Percebe-se que fatores ligados ao modelo biologicista, periculosidade, criminalização e estigmatização do usuário são dificultadores do atendimento nos CAPS AD. Avalia-se a educação permanente e a discussão de casos entre os trabalhadores como potência para uma abordagem ampliada referente ao atendimento de crise. Portanto, este estudo auxilia na compreensão por parte dos trabalhadores no que diz respeito à pessoa em crise e contribui para efetivação do cuidado em liberdade e em redes de atenção psicossocial.

Introduction:

The attention to the psychic crisis in the context of people who use alcohol and other drugs underwent important paradigmatic changes with the advent of the Psychiatric Reform. The insane asylum model of social exclusion, human rights violations and body control gives way to the psychosocial model of care for subjects, based on care with respect to subjectivities, in the community and in health service networks. However, there are deep social scars of the insane asylum mode in the work of workers in the face of the psychic crisis.

Objective:

This study aims to understand the meaning of workers’ actions in caring for people in crisis at CAPS (psychosocial care center) AD III.

Methodology:

This is a qualitative study, in the light of Alfred Schütz’s theoretical-phenomenological framework of social phenomenology. This research was conducted in a Psychosocial Care Center for Alcohol and Other Drugs, located in the city of Porto Alegre, in the state of Rio Grande do Sul. Study participants were selected using the snowball method and constituted a total of 14 workers. The collection of information was conducted through a phenomenological interview online through the Google Meet platform and in person at CAPS AD premises, in February and March 2022. Ethical precepts were respected, and the study was approved on December 9, 2021 by the Research Ethics Committee under opinion No. 5.155.975/CAE 52618321.0.0000.5347.

Results:

From the analysis of the information, four concrete categories emerged: the understanding of the crisis phenomenon; workers’ actions in the face of the crisis phenomenon; workers’ feelings in responding to the crisis and workers’ intentions in responding to the crisis. From the results, it was noticed that the crisis is understood by the workers as a moment of acute suffering, but that it carries a potential for transformation. Existing social relationships related to family, socioeconomic issues and the COVID-19 pandemic influence the crisis process of the subjects.
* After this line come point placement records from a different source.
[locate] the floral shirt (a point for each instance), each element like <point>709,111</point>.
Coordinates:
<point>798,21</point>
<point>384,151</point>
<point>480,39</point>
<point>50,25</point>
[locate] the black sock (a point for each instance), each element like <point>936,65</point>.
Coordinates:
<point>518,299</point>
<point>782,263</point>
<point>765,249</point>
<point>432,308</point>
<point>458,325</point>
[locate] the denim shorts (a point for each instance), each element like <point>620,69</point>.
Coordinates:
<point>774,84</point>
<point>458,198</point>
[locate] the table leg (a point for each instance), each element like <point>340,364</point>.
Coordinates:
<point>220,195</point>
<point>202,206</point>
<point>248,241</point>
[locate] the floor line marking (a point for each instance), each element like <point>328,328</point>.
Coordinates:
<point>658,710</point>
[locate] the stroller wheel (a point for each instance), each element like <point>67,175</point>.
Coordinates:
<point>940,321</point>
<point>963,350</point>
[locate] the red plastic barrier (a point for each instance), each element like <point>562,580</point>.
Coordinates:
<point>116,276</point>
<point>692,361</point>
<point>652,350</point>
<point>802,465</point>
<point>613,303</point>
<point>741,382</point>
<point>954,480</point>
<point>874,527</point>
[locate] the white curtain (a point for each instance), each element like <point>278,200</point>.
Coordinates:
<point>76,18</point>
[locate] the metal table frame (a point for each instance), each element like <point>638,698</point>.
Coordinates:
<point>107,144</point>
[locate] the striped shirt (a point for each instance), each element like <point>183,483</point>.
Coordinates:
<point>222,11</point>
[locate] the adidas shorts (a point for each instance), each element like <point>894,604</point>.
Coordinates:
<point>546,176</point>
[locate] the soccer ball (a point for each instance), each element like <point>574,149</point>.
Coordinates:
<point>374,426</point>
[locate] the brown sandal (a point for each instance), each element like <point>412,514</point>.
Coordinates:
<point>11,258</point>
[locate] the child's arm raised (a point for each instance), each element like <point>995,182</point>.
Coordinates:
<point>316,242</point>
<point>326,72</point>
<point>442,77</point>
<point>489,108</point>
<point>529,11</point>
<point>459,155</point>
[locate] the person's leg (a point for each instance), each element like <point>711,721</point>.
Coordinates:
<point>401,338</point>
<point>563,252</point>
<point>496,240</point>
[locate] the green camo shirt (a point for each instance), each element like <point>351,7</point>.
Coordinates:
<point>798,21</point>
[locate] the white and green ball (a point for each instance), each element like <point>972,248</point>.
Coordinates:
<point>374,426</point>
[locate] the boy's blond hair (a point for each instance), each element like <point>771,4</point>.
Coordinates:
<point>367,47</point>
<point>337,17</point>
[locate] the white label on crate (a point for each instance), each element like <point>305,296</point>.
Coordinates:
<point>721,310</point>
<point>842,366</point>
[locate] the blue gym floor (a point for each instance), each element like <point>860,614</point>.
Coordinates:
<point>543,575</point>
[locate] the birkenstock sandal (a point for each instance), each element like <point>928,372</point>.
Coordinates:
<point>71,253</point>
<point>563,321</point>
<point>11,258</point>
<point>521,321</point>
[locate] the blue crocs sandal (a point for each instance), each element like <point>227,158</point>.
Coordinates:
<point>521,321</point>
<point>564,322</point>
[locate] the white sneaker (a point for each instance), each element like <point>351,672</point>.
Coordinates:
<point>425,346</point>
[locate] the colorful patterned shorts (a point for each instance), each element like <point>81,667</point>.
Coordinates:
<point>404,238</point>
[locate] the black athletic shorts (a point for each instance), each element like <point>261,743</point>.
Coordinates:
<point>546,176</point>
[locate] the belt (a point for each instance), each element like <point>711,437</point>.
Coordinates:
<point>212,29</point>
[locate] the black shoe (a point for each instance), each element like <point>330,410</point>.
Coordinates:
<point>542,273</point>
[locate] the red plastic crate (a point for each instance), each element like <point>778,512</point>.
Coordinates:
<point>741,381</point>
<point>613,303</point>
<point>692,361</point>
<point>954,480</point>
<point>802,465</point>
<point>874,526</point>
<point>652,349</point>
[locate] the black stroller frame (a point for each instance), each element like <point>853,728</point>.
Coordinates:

The workers’ actions are focused on verbal management and bonding, with mechanical restraint being performed only as a last alternative to avoid greater risks to the user, such as self-harm and hetero-aggression. Feelings of anguish and sadness are evidenced by workers during mechanical restraint, and frustrations are evidence regarding the absence of the family member as co-responsible for the care. The workers expect to conduct a management in which there is no mechanical restraint, in which suffering is reduced, and they also hope to find meanings for the crisis.

Final considerations:

It is noticed that factors linked to the biological model, dangerousness, criminalization and stigmatization of the user are obstacles to care in CAPS AD. Continuing education and the discussion of cases among workers are evaluated as a potential for an expanded approach regarding crisis care. Therefore, this study helps workers understand the person in crisis and contributes to the effectiveness of care in freedom and in psychosocial care networks.